In the Salon interview, Paglia argues that the media and Democrats were guilty of "gargantuan overkill" in their treatment of the Mark Foley matter, but that the excessive coverage actually wound up being a "tremendous boon" to President Bush because it distracted the public from the Iraq war.
Later, Paglia states that an
overblown fear of Fox News is such a sentimentality on the part of too many Democrats. Talk radio is infinitely more powerful than Fox. Radio hosts are blanketing the country with round-the-clock conservative ideology -- not because they're dastardly conspirators manipulating the media but because they've achieved their success, market by market, in creating programs that millions of people want to listen to. The recent filing for bankruptcy by Air America dramatizes my party's abject failure to produce shows that are informative and entertaining and that systematically build an audience -- the way all the top radio hosts did who climbed the ladder from obscurity to their present prominence. Aren't we the party of Hollywood? The fact that we've failed so miserably at this central medium of communication shows how something has gone very wrong in Democratic sensibility.

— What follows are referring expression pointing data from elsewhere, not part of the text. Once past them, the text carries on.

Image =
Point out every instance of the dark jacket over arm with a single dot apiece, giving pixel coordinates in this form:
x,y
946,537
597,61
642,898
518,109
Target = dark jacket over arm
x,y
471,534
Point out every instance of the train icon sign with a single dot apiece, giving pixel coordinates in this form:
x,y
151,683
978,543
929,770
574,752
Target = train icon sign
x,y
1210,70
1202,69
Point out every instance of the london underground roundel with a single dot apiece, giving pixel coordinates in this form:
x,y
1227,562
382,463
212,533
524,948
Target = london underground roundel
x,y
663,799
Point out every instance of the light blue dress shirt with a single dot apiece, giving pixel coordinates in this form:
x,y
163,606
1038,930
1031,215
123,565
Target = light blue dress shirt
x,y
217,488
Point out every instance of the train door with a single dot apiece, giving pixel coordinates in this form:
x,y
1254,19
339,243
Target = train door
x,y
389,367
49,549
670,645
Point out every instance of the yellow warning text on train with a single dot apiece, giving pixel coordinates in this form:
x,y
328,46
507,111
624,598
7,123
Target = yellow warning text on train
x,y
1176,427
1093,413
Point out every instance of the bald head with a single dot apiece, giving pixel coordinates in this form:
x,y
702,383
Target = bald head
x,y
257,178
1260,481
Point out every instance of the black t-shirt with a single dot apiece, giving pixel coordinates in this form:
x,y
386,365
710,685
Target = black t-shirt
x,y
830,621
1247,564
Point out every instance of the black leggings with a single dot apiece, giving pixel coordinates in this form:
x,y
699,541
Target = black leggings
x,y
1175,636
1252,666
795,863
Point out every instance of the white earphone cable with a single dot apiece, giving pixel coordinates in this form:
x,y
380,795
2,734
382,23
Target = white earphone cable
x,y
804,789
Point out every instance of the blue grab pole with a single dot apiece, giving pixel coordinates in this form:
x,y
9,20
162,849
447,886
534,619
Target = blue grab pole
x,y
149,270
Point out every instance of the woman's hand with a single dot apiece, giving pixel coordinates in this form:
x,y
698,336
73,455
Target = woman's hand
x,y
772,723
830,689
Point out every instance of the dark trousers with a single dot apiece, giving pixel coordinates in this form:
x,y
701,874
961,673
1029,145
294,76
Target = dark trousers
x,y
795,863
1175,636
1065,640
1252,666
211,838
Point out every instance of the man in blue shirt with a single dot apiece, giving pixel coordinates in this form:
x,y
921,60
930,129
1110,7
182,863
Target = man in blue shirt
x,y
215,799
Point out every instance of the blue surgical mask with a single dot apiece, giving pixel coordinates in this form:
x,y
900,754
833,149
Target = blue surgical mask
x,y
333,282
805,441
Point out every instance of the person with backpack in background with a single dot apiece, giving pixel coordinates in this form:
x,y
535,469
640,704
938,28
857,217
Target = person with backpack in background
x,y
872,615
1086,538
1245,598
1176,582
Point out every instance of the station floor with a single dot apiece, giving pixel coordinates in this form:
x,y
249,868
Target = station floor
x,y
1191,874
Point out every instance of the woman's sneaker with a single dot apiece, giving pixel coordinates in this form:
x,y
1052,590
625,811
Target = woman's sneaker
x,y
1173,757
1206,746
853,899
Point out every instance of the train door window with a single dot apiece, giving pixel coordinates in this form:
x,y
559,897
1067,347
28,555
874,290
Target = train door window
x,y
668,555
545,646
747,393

Elsewhere in the interview, Paglia goes after targets on both the left and the right. She decries the "lumpish provincialism" and "narrow, limited mind" of Dick Cheney, but calls John Edwards "a lightweight" and claims that Bill Clinton is "turning into a compulsive blabbermouth who is compromising his own dignity as a former president." And then there's her declaration that Noam Chomsky's "hatred of the United States is pathological -- stemming from some bilious problem with father figures that is too fetid to explore."